Consult OT/Home Modification Professional for recommendations

Resources: National Council of Certified Dementia Practitioners and BrightFocus Foundation)

Fall Prevention

Balance and Fall Prevention

FALL PREVENTION STRATEGIES TO MAKE YOUR HOME SAFER: Make an investment in your independence!!

  1. Remove tripping hazards: secure (tape) or remove scatter rugs; tack down carpet if curling/puckering; use electrical tape to fasten electrical cords and phone charging cords to wall
  2. Clean up/remove all clutter (boxes/magazines/etc) from walking paths and stairs
  3. Store necessities (clothing, food, dishes) within easy to reach locations
  4. Adequate lighting: Keep your home brightly lit; use nightlights in bedroom, bathroom, and hallways; use glow in the dark/illuminated light switches; store flashlights in easy to find places in case of power outage
  5. Move furniture to allow for flowing traffic pattern
  6. Improve bathroom safety: grab bars, nonslip mat, shower seating, toilet modifications (seek out Home Modifications Specialist)
  7. Use non-slip surfaces throughout home: Bathtubs/showers, kitchen and bathroom floors, porches.

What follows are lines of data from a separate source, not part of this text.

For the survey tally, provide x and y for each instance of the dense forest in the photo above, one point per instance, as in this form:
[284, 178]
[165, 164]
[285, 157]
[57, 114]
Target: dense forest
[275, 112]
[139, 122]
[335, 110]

ADAPTIVE DEVICES: In addition to use of a cane or walker there are other assistive devices to consider. An Occupational Therapist/Home Modification Specialist is able to evaluate your living space and provide additional fall prevention strategies such as consideration of durable medical equipment (shower seating, grab bars, hand held sprayer); stair climbers, ramps or stair lifts; door widening strategies.